Questi, secondo i racconti di diversi testimoni oculari, hanno circondato il campo di Ras Sharj attorno alle cinque del mattino. “Nel campo c’erano circa 140 tende/famiglie. I militari sono entrati con le armi spianate e hanno radunato circa 200 maschi, di età compresa tra i dieci e i settant’anni”.

Poco dopo, l’incursione è avvenuta nel campo Sanabil (circa 120 tende) e in altri due agglomerati minori (40 tende). “In tutto sono stati portati via 486 maschi”, afferma il medico ma i media libanesi non confermano l’alto numero di fermati.

L’esercito di Beirut ha pubblicato una foto di alcuni fermati, con le mani legate dietro la schiena, in piedi e in fila con la fronte al muro. Davanti a loro, esposti a terra munizioni, alcuni fucili, tre computer portatili e altro materiale “sospetto”.

Secondo la testimonianza di Zein, confermata da foto e video pubblicate da media locali e da attivisti, i fermati sono stati invece fatti spogliare, rimanendo in mutande. Con le mani legate dietro alla schiena sono stati fatti distendere a terra. “I loro corpi sono stati calpestati e colpiti con calci di fucile”.

E’ un’immagine che ha ricordato a molti siriani quella di quando civili di Bayda (Baniyas) furono fatti prigionieri dalle forze del regime di Damasco nel 2011. Con le mani legate dietro la schiena, distesi faccia a terra, e sulle loro schiene gli scarponi dei militari e dei miliziani lealisti (si veda l’immagine-combo in alto).

Citato dall’agenzia ufficiale Nna, il generale Qahwaji, capo dell’esercito, ha assicurato che “l’esercito risolverà la crisi di Arsal” senza però commentare le notizie delle incursioni ai campi.

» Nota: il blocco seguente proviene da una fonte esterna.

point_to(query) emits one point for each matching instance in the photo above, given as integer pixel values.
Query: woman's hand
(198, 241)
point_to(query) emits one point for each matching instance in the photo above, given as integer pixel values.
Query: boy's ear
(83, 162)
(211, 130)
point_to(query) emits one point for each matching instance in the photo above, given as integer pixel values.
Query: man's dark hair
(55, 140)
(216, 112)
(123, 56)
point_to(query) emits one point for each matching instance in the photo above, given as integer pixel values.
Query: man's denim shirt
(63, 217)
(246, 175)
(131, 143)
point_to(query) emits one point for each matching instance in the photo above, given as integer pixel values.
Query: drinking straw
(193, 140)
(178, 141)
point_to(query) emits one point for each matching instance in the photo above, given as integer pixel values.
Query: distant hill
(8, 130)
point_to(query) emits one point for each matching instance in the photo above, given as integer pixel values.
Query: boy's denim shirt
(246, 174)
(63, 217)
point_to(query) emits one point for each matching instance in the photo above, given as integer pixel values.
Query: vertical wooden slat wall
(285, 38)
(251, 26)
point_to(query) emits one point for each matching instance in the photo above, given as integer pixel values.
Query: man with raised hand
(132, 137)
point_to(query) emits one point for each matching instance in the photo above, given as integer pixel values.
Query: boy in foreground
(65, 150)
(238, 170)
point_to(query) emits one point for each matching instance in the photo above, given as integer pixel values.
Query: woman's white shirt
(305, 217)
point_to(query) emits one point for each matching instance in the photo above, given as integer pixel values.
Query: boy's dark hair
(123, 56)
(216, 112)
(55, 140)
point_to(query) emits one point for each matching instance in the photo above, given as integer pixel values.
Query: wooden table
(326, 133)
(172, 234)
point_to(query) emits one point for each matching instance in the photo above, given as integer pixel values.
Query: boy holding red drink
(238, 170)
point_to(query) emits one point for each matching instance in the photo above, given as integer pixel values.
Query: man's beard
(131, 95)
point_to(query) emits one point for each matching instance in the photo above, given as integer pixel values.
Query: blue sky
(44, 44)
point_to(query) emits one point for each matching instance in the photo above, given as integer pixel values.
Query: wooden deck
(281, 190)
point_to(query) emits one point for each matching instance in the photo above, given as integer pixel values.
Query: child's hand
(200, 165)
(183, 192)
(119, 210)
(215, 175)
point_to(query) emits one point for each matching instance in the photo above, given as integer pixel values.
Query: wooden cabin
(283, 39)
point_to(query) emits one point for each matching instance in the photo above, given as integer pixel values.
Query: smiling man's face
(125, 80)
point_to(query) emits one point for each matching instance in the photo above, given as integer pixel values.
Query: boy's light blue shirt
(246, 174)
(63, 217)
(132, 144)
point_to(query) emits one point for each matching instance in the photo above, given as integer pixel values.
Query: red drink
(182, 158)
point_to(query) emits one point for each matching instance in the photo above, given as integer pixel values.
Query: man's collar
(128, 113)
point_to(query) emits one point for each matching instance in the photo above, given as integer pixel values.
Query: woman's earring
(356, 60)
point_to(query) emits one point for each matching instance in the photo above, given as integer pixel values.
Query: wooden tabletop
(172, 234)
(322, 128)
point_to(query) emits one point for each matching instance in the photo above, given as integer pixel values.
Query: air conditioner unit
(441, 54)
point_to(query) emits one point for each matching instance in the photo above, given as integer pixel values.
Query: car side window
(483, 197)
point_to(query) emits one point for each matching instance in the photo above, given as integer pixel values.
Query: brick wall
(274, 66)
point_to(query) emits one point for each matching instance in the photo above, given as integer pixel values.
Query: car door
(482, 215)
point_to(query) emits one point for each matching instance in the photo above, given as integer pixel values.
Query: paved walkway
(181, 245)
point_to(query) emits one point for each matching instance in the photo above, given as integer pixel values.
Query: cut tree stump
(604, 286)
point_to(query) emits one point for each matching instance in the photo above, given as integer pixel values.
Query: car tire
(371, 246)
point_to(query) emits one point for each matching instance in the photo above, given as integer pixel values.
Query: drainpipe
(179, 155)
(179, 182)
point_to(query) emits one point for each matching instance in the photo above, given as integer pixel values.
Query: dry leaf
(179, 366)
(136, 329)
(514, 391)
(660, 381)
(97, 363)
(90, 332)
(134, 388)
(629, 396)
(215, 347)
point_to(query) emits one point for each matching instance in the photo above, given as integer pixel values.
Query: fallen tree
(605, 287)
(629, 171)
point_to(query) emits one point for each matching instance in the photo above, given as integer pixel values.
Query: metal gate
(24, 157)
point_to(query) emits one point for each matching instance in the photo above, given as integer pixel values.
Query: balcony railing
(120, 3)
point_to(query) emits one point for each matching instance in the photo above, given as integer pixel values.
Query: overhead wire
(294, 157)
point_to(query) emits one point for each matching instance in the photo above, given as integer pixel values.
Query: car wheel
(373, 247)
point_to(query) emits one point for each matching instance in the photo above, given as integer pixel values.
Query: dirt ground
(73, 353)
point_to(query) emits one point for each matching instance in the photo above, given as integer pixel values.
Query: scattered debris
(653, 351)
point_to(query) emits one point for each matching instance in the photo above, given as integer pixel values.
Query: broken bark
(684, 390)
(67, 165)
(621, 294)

Nei giorni scorsi le tv panarabe avevano diffuso filmati di gravi violazioni commesse dai soldati libanesi contro “profughi siriani” nella zona di Arsal. Ai primi di agosto, in una prima incursione “punitiva” dell’esercito libanese, seguita al rapimento dei militari di Beirut, altri civili siriani erano stati uccisi.

E, come riferito dallo stesso esercito libanese, sempre ieri sono stati sgomberati con la forza altri tre campi informali di profughi siriani nella Beqaa meridionale tra le località di Ayn e Jdeidet al Fakiha. L’ultimatum scadeva ieri alle sei del pomeriggio. A quell’ora, i militari sono penetrati nell’agglomerato e hanno costretto le famiglie ad andar via.